Section 58 Conspicuous absence

This metric can be calculated on the basis only of structural information, with no knowledge of the contents or nature of the causal links.

The basic idea is to look at the lack of edges: node pairs (aka variable pairs) which could have an edge (aka arrow) but don’t, or have only a thin edge, i.e. with very few mentions. The made-up example below is supposed to be built up on the basis of edge information derived from say 15 separate respondents. Is the low number of mentions of the arrow between “better crops including feedstuffs” and “healthier pigs” (below) understandable because they were anyway rarely mentioned together by the different respondents: maybe respondents tended to talk about the pigs, or the crops, but not both? Or is it conspicuous by its absence? We can look at the 15 individual “mini-maps” produced by the 15 respondents. Did those two nodes in fact appear together in the many of the respondents’ mini-maps but without an edge between them? This is something that we can not tell just by looking at the map, but a confusion-matrix-type structural analysis can tell us.

One could build a global score for each edge, to complement the score for the frequency of mentions: so, 50% = this edge is present in 50% of the mini-maps in which both nodes were mentioned in some way or other. So if it turned out that “better crops” and “healthier pigs” appeared together in only two mini-maps, it would get a score of 100% and we would take it more seriously than if it had a score of say 10%. (We could also go on to look at all the arrows which are not in the map and talk about how much they are lacking - a kind of negative causal link.)

The algorithm calculates this score by calculating the individual respondent-level adjacency matrices for the edges mentioned by each respondent, but scoring for absence rather than presence of edges. So each adjacency matrix only has a 1 for pairs of nodes which are mentioned by the respondent but for which no edge was mentioned.
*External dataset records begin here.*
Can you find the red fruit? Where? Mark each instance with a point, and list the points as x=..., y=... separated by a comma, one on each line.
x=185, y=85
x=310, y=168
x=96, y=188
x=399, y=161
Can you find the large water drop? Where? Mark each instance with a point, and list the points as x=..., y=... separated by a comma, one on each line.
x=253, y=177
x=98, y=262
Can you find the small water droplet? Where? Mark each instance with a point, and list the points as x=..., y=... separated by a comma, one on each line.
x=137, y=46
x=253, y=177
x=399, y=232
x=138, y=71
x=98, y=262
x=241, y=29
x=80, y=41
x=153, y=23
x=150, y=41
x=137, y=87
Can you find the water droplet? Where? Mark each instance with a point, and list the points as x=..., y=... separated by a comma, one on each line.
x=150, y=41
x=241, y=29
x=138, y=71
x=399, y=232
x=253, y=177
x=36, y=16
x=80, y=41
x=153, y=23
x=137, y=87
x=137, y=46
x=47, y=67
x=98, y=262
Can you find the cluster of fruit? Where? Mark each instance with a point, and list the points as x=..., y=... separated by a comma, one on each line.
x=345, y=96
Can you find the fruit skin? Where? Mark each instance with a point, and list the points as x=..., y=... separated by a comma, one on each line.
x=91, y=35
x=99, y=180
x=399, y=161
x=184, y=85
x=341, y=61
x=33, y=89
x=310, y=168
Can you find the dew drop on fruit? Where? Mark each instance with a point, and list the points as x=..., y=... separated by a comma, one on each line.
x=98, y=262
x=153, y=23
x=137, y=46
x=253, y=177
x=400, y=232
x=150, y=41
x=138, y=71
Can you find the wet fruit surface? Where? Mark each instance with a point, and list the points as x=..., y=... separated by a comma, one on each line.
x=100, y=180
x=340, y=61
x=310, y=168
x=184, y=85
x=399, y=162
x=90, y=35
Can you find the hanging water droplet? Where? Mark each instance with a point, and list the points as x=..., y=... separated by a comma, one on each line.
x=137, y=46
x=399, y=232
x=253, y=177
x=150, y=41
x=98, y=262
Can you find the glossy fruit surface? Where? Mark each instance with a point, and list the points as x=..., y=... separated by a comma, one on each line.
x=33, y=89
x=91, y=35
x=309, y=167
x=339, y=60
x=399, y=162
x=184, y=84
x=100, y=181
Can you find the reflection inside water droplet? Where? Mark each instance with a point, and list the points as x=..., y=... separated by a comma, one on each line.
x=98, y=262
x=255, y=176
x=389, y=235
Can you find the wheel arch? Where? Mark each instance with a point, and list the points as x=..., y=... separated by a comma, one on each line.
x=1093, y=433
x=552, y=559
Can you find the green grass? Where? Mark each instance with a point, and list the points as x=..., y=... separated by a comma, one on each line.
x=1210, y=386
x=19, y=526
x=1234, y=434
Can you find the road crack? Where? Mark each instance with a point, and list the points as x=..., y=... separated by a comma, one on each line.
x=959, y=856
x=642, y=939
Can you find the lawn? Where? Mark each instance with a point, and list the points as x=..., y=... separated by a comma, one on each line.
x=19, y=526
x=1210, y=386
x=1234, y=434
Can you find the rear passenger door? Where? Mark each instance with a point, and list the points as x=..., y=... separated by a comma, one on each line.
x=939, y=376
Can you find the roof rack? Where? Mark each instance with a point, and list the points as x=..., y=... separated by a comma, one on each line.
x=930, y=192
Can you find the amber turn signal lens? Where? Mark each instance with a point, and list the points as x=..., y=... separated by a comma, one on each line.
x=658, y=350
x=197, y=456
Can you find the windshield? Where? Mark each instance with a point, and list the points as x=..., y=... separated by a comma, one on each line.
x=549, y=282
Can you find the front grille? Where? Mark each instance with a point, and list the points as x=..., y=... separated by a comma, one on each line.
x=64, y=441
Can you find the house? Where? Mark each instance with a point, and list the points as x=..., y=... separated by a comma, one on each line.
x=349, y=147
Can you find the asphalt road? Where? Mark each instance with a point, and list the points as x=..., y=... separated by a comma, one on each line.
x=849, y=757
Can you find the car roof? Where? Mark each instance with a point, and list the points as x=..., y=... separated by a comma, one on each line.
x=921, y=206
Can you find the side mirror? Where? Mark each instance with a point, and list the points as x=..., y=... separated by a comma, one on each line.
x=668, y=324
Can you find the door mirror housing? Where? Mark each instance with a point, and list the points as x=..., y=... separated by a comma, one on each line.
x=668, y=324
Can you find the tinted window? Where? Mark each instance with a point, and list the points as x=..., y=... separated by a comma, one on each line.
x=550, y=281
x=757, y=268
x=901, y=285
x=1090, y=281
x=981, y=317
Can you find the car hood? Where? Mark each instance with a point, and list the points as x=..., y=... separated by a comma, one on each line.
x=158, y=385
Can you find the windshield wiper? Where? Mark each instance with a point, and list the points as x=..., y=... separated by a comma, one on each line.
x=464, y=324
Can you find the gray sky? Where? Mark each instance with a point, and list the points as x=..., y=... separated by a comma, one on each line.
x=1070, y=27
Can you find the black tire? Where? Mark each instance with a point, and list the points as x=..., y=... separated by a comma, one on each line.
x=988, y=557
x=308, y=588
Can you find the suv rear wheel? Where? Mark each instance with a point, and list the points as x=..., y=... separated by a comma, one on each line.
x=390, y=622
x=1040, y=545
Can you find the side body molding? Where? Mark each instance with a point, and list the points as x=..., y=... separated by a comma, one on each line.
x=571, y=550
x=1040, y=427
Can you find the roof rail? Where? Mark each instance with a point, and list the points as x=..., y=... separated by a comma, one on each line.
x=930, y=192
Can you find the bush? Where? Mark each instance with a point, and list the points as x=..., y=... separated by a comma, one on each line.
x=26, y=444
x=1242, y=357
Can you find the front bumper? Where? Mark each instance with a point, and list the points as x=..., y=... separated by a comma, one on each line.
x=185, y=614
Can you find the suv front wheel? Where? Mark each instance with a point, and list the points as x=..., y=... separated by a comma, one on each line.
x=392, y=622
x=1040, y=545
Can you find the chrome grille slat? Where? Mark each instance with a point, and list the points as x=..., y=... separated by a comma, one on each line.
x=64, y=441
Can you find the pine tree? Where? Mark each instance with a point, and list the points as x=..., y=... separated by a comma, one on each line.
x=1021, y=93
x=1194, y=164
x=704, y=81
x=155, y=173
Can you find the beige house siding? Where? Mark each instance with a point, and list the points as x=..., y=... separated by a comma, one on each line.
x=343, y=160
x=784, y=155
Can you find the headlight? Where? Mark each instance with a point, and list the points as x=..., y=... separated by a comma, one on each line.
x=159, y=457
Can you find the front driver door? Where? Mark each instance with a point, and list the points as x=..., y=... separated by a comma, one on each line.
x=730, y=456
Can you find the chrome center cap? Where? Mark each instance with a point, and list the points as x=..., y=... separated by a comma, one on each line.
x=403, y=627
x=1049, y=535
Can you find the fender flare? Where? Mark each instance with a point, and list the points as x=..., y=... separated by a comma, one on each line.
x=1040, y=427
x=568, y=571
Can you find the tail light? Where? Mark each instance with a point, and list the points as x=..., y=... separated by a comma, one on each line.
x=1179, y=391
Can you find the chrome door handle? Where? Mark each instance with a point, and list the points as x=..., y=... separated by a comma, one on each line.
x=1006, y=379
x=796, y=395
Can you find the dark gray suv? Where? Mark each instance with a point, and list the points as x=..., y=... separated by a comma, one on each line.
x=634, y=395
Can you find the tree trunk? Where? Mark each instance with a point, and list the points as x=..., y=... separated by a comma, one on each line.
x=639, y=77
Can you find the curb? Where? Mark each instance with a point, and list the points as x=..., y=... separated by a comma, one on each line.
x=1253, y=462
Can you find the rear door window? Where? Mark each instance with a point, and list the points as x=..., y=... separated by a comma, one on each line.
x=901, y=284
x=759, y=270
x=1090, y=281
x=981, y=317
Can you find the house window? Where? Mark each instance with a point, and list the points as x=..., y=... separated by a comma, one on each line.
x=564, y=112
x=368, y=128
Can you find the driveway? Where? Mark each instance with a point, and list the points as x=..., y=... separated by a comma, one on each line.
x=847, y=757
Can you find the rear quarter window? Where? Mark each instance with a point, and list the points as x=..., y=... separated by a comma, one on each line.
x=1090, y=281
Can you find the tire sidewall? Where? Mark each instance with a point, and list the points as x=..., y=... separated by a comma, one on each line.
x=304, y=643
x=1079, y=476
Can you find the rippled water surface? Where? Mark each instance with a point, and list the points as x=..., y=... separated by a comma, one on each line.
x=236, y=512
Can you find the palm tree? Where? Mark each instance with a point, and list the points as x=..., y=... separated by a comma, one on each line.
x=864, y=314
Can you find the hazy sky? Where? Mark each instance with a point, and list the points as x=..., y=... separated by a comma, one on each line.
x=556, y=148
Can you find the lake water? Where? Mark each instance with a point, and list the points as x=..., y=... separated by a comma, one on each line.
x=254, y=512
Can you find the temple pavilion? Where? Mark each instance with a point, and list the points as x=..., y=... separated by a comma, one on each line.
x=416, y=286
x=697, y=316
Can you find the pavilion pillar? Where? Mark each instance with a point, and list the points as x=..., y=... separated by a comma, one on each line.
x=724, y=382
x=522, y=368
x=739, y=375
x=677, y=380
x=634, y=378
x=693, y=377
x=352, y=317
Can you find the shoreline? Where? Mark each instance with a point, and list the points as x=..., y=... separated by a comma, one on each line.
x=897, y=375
Then combine them into one large adjacency matrix of “anti-causality”. The trouble is that I am not sure about the details -– not sure if the score should really be punishing situations when people in group 1 say that X leads to Z, and group 2 say that it leads to Y which is between X and Z -– that needs some more thought. In this case, you couldn’t really say that arrows from X to Z are conspicuously absent, more that these people are thinking in a more detailed way.)

In the same way, you can look at the total lack of an arrow between Better Communication and Better Wellbeing and ask aha, is this because they were never mentioned together? Or is its absence more conspicuous?